È il tempo di smettere di guardare e cominciare a sentire

2 gennaio 2026 

Il 2026 arriva a teatro senza bussare. Entra. Si siede in platea mentre ancora stiamo applaudendo il finale di stagione precedente, e ci guarda con quell'aria un po' severa che hanno i tempi di passaggio. Non chiede novità, non invoca rivoluzioni. Pretende attenzione. Pretende presenza.

Per troppo tempo abbiamo guardato. Guardato spettacoli, linguaggi, emer-genze, numeri. Guardato il teatro come si guarda una vetrina illuminata: con interesse, a volte con desiderio, spesso con distrazione. Il 2026, invece, sembra dirci che non basta più. È il tempo di smettere di guardare e cominciare a sentire.

Sentire non è un gesto sentimentale. È un atto politico, prima ancora che estetico. Sentire significa accettare che il teatro non sia solo ciò che accade sul palco, ma ciò che vibra nello spazio tra il palco e chi ascolta. Significa riconoscere che lo spettacolo non finisce con il buio in sala, ma continua nel corpo, nel pensiero, nel disagio che ci portiamo a casa.

Il teatro del 2026, quello che conta, non alza la voce, non cerca l'effetto, non rincorre l'attualità come un titolo di cronaca. Lavora in profondità. Scava. A volte fallisce, a volte inciampa, ma non bluffa. È un teatro che accetta il rischio di non piacere pur di essere necessario.

Si vedono sempre meno "spettacoli-evento" e sempre più percorsi. Meno urgenza di stupire, più ostinazione nel costruire. Regie che si fanno porose, drammaturgie che respirano, attori che smettono di dimostrare e cominciano ad abitare. Il pubblico non è più un bersaglio, ma una presenza da rispettare. Non da convincere, ma da coinvolgere.

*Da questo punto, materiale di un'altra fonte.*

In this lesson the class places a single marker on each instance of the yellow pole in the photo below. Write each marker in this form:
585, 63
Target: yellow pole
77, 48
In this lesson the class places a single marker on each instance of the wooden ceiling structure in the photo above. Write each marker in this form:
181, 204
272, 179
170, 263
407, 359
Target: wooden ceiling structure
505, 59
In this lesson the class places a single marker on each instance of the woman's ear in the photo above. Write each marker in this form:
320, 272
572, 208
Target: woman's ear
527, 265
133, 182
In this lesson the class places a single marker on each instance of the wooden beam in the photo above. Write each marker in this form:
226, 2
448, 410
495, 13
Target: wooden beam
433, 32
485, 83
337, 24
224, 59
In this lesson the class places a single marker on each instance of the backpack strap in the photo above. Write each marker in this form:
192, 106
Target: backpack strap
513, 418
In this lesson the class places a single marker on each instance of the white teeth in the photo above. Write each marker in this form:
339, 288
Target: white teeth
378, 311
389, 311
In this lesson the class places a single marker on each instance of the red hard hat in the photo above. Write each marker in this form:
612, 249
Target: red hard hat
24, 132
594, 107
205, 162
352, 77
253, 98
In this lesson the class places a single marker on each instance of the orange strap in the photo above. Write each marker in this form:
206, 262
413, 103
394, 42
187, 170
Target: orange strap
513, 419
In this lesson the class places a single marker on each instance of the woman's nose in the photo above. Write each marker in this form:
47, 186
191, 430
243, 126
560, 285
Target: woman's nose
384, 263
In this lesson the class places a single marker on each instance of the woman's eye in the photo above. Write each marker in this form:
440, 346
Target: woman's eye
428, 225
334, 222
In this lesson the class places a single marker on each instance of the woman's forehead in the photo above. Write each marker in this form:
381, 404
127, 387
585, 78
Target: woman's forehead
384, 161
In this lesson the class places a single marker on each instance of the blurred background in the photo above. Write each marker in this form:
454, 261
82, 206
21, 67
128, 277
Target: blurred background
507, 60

E anche chi guarda – anzi, chi sente – è chiamato a una responsabilità nuova. Non si tratta di capire tutto, né di uscire rassicurati. Si tratta di esserci davvero. Di concedere tempo, silenzio, attenzione. In un'epoca che consuma immagini a velocità industriale, il teatro del 2026 chiede lentezza. E la lentezza, oggi, è un gesto radicale.

Teatrando Milano, da sempre attento ai margini prima che diventino centro, osserva questo passaggio senza nostalgia e senza trionfalismi. Perché il teatro non è mai "salvo", ma è vivo. E ciò che è vivo non si contempla: si ascolta, si attraversa, si sente.

Il 2026 non promette risposte. Promette domande meglio poste. E forse basta questo, oggi, per tornare a teatro non come spettatori, ma come esseri umani disponibili a farsi toccare.